Si donc l'on veut découvrir son art de façon plus complète (et pas seulement les toiles de la fin de sa carrière, les seules que l'on trouve par exemple si l'on tape "William Turner" sur Google), tout en admirant des œuvres de Rembrandt, Claude le Lorrain, Watteau, Poussin, du Titien, de John Constable, et cie, vous savez où vous rendre et où passer deux à trois bonnes heures de visite pour 11€.
Et si vous la ratez, vous n'aurez plus qu'à vous rendre au Prado de Madrid entre le 22 juin et 19 septembre prochains.

"The Real Van Gogh" à la Royal Academy of Arts


Jusqu'au 18 avril se tient une impressionnante exposition sur Van Gogh à la Royal Academy of Arts, Londres.
Autour de la correspondance de l'artiste, destinée notamment à son frère Théo, mais également à Gauguin, Anton Van Rappard, et quelques autres, l'exposition présente une trentaine de lettres, mises en parallèles avec plus de 65 toiles et 30 dessins, qu'il y évoque, avec descriptions détaillées et petits croquis à l'appui. Il avait en effet pour habitude de décrire ses dernières réalisations dans sa correspondance, et d'illustrer son propos de manière assez précise. Il est très émouvant de voir ainsi les lettres de la main même de l'artiste ainsi présentées en vis-à-vis avec les toiles ou dessins qu'elles évoquent ! Et de connaître les circonstances de réalisation de ses œuvres ainsi que ses sources d'inspiration.

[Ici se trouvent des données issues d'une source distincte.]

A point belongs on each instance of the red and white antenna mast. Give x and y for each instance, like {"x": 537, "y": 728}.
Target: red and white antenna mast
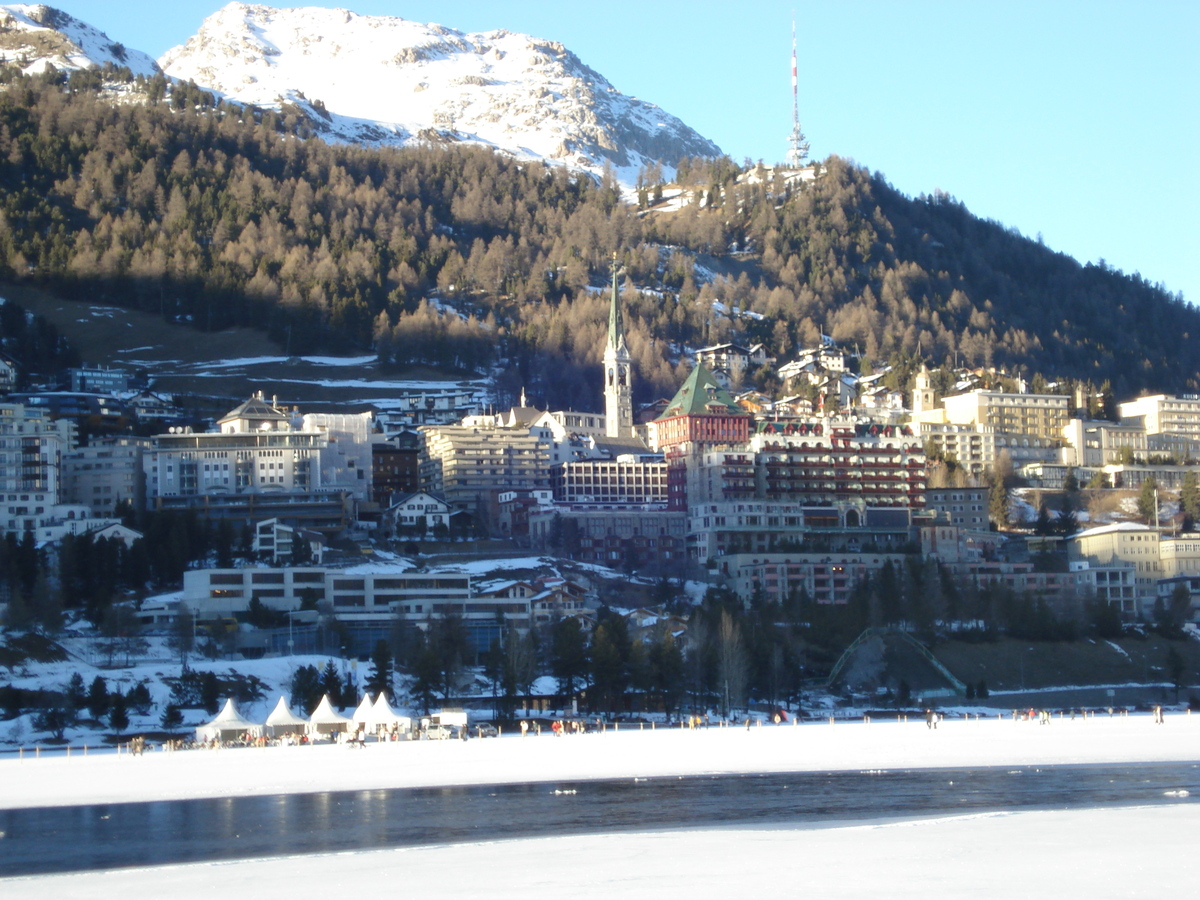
{"x": 798, "y": 148}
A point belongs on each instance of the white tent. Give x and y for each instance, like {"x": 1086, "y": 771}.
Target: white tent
{"x": 325, "y": 720}
{"x": 229, "y": 725}
{"x": 363, "y": 717}
{"x": 283, "y": 721}
{"x": 384, "y": 717}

La plupart des oeuvres proviennent d'Amsterdam, d'Otterlo, de New York, de Boston, de Los Angeles et de collections particulières, donc une collection dispersée et difficile à rassembler, d'où un intérêt encore accru pour cette exposition.
Des œuvres extrêmement connues sont ainsi présentées, d'autres méconnues, mais toutes valent la peine d'être mises en valeur dans cette exposition très bien construite.
Le discours est clair, la muséographie parfaite.
Et heureusement, car le prix de l'exposition est élevé (£12 en tarif plein, soit un peu moins de 15€) et qu'il faut prendre son mal en patience car elle attire énormément de monde, les réservations sont prises d'assaut, on y entre au compte-goutte et on piétine longtemps devant les œuvres pour pouvoir s'en approcher.